Saturday, October 16, 2010

Review: Trinity Trespass by Val Kovalin

Val Kovalin owns the obsidianbookshelf blog ( where she reviews m/m romance books. She's also a wonderful author in her own right.
This is how I reviewed her first book, Trinity Trespass, on goodreads:

Demons were freed from Hell by the first atomic bomb launched by J.Robert Oppenheimer at Trinity Site. Since then, they walk the earth among us, lead by their "higher-ups", the cadre, and fought every step of the way by their eternal enemies, the Angels. Demons and angels are connected by a kind of common mind, the Collective, an energy net through which they can sense each other's souls right down to detecting true feelings and lies. Only in New Mexico the Collective isn't as powerful as it is everywhere else; there is a border, set by the Cadre, to create a no-man's-land where neither angels nor demons are supposed to reign.
This is, in short, about the essence of the worldbuilding as I perceived it. A very interesting and unique concept. The author plays on the chords of Catholic lore, giving it some new twists which sometimes remind of "the Exorcist" and sometimes of the Matrix movies. For example, the angels are the bad boys here, since they obviously think they will return to Heaven when their physical body dies no matter what they do. The demons, fearing death since it means their return to Hell, seem to be much keener on balancing good and bad.

Since the worldbuilding is so complicated it was amazing how the author managed to get it across through the thoughts of Parnell, the 3rd person narrator, or through dialogue. Due to this, though, the book was also a bit slow to begin. Even one of the key events which happens early on is almost drowned under the need to get more information across.
Yet, after about one-third of the book, the picture is clear, and Parnell and Navarro take off like rockets. Those two are totally hot together, it was easy to buy the emotional passion which needed frequent release through wild sex (of which there is a lot from the very beginning). There was love and hate precariously balanced between them, underlined by Navarro's fierce loyality and Parnell's desperate need.

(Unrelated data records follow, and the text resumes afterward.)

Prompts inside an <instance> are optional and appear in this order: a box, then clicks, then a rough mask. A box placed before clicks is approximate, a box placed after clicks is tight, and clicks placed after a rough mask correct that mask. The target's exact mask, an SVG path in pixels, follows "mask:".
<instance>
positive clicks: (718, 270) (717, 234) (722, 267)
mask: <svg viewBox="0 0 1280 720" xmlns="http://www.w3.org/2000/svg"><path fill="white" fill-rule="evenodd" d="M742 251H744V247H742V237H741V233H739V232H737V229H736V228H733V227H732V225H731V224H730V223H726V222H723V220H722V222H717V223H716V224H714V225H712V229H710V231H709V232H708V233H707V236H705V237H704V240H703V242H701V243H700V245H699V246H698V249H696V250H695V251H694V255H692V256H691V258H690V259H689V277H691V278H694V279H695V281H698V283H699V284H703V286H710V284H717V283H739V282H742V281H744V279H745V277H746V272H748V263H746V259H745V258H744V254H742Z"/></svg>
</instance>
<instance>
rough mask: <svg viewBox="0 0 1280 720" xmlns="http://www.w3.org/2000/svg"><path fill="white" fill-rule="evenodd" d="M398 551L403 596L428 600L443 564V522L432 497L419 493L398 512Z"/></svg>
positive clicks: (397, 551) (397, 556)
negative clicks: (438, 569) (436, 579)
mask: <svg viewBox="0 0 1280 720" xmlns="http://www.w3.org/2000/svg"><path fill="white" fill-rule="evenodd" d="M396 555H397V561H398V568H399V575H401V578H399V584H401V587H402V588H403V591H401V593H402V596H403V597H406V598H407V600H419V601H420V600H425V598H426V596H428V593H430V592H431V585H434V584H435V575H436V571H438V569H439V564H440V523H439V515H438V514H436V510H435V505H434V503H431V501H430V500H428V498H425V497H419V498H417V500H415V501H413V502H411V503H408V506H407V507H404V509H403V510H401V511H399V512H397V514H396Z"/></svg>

The third man, Chavez, remained a bit of a mystery. An angel-demon-hybrid, he's sought after by the Cadre after he has been used by the angels for several years. They suppressed his sexuality completely, and now, let loose, he makes up for lost time with Navarro and Parnell.  Both were attracted to him and he to each of them, threatening to trip their power-play. In the end Chavez is still an outsider, but not because Navarro and Parnell make him, but because he simply is what he is.
This book is more about the world and characters than about plot (although there IS plot!). I think the author did a great job, and hope she won't let all that work go to waste by NOT writing a sequel. This cries for one. 
An unusual, intriguing fantasy with speedy action and a lot of very passionate sex. Definitely recommended.